If you've heard any Brazilian music in the past few years, it's a fair bet that you've experienced the work of Jacques Morelenbaum, as either a cellist, an arranger-orchestrator or a producer.
A minimal list of the artists he's assisted includes Marisa Monte, Cesaria Evora, Chico Buarque, Carlinhos Brown, Gal Costa, Simone and Joao Bosco. He has, in addition, participated in Grammy-winning albums by Caetano Veloso and Antonio Carlos Jobim.
Morelenbaum's association with Veloso and Jobim is particularly prominent. In recent years, he has collaborated with Veloso on numerous projects, including the Fellini film music renderings on "Omaggio a Federico e Giulietta"; the lovely Latin American classic songs of the "Fina Estampa" album; and the blend of Bahian rhythms and jazz horns in "Livro."
In each case, Morelenbaum's cello playing and arrangements played vital roles in the success of the music.
But he had an even longer association with Jobim, dating back decades. The vital, creative warmth of that relationship is intrinsic to the group he leads with Japanese pianist Ryuichi Sakamoto, Morelenbaum2/Sakamoto. (Morelenbaum2 refers to the added presence of the cellist's wife, singer Paula Morelenbaum.)
On Sept. 7, during a Southland weekend that will resonate with Brazilian music, the ensemble presents "The Music of Antonio Carlos Jobim" at the Knitting Factory Hollywood in support of the just-released CD "Casa." (Also performing that weekend will be the edgy young Brazilian ensemble Zuco 103 at the Conga Room on Sept. 6, and "The Beat of Brazil" with Ivan Lins, Monica Salmaso and others at the Hollywood Bowl on Sept. 8.)
Surprisingly, Morelenbaum, 48, didn't really discover Jobim or bossa nova until he was in his late teens.
"When I was young, I was attached to classical music and to rock," he recalls. "I actually knew very little about Brazilian music. At that time, I was mostly interested in groups like Cream, Deep Purple and Jethro Tull, and I didn't begin to pay attention to Brazilian music until I was around 17--first to the guys who made a connection between Brazilian music and rock, and then, through Tropicalismo, to bossa nova."
After that discovery, it became a fundamental aspect of Morelenbaum's musical view, enhanced by his far-reaching relationship with Jobim. In 1995, a year after the death of the great bossa nova composer, Morelenbaum was invited to perform at a celebratory jazz festival in Rio.
"I was supposed to have two Brazilian guests and one international guest," he says. "So I invited Ryuichi, because I already knew about his great passion for Jobim's work. I also asked Jobim's widow, Ana, if I could take Ryuichi to visit their house. It was a very familiar place to me since, for 10 years, I was there almost every night playing with Jobim.
"But Ryuichi looked as though he was entering a Buddhist temple.
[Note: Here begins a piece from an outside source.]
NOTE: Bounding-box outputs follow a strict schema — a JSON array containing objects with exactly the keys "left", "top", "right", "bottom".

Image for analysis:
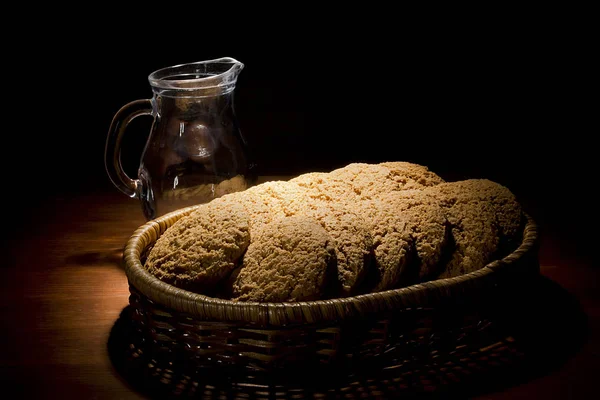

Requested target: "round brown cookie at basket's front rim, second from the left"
[{"left": 232, "top": 215, "right": 336, "bottom": 302}]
He was afraid, at first, to even touch Jobim's piano. Finally, and only when Ana insisted, did he play a few notes. And as it turned out, that was a big moment for me too, because the gap in my life when Jobim passed away was very dark and very deep. And then, for the first time, I was hearing the sound of his piano being played in that room that I knew so well."
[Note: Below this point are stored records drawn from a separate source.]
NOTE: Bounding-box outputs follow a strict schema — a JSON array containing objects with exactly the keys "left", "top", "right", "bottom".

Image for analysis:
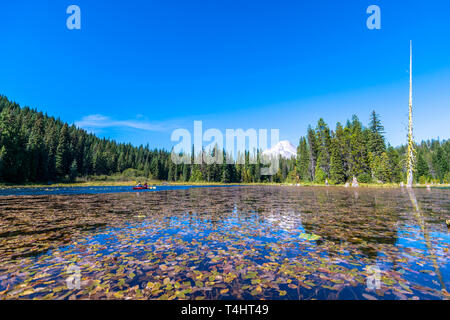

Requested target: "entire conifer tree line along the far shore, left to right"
[{"left": 0, "top": 96, "right": 450, "bottom": 184}]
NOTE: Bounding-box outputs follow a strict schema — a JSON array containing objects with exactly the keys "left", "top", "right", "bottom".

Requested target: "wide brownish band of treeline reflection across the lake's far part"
[{"left": 7, "top": 186, "right": 440, "bottom": 272}]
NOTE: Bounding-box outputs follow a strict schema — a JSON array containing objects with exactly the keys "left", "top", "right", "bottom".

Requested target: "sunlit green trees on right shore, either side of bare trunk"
[{"left": 296, "top": 111, "right": 450, "bottom": 184}]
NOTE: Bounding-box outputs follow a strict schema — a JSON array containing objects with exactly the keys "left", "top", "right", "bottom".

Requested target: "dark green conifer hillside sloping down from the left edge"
[{"left": 0, "top": 96, "right": 170, "bottom": 183}]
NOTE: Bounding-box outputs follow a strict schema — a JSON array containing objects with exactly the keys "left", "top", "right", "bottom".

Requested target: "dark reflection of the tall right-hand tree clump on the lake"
[{"left": 301, "top": 189, "right": 399, "bottom": 259}]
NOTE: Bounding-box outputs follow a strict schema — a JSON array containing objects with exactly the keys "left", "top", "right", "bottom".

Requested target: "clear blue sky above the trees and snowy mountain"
[{"left": 0, "top": 0, "right": 450, "bottom": 149}]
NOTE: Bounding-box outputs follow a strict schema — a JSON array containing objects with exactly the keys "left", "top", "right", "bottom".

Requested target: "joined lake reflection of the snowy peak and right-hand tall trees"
[{"left": 227, "top": 187, "right": 400, "bottom": 259}]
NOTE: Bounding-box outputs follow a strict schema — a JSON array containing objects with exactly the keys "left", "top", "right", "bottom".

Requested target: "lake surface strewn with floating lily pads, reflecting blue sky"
[{"left": 0, "top": 186, "right": 450, "bottom": 299}]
The impact of that experience remained with Morelenbaum and Sakamoto for years, throughout their frequent musical collaborations. But it remained for Paula Morelenbaum, a few years later, to come up with the idea that transformed it into the recording of "Casa" and the current tour.
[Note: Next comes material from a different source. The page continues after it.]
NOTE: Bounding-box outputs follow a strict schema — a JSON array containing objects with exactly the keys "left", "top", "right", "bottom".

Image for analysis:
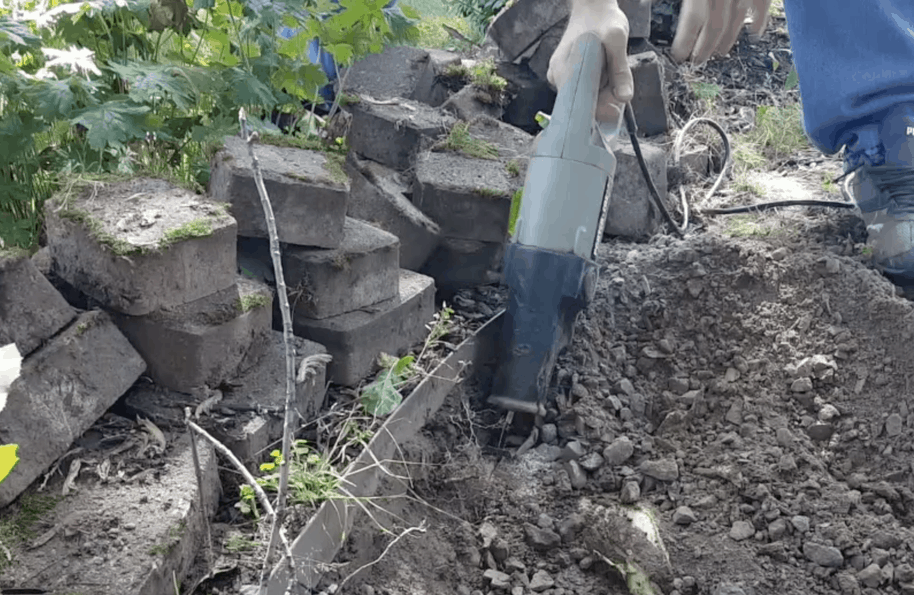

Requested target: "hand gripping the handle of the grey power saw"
[{"left": 546, "top": 0, "right": 634, "bottom": 122}]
"We were doing a series of trio concerts in Europe," recalls Morelenbaum, "when Paula said, 'Why don't we do an album, the three of us, of Tom Jobim's songs, and do it at his house?' Well, Ryuichi just jumped out of his chair and said, 'OK, let's do it!' "
Morelenbaum discussed the project with Ana Jobim, who agreed.
"And so," he says, "after six years I could finally play again in that room, I could listen again to the piano sounding together with my cello and Paula's voice. We tend to associate music with different feelings we have. I tend to associate it a lot with visual aspects even though I mostly play with my eyes closed.
"So playing Jobim's music, looking through the same window in that special place--just beside the Rio de Janeiro forest, where you can see the ocean and you can see a big lake--it was a very special experience."
Given that Jobim's home was not an acoustically soundproofed studio, it was an experience with some potential recording problems. But even here, the project took on special qualities.
"It was summertime and it was very hot," Morelenbaum says. "But we couldn't use the air-conditioning because of the recording, so we had the windows open. And--this was Ryuichi's concept--we decided that it was all right, that it was appropriate for the music to also include all the surrounding sounds of nature."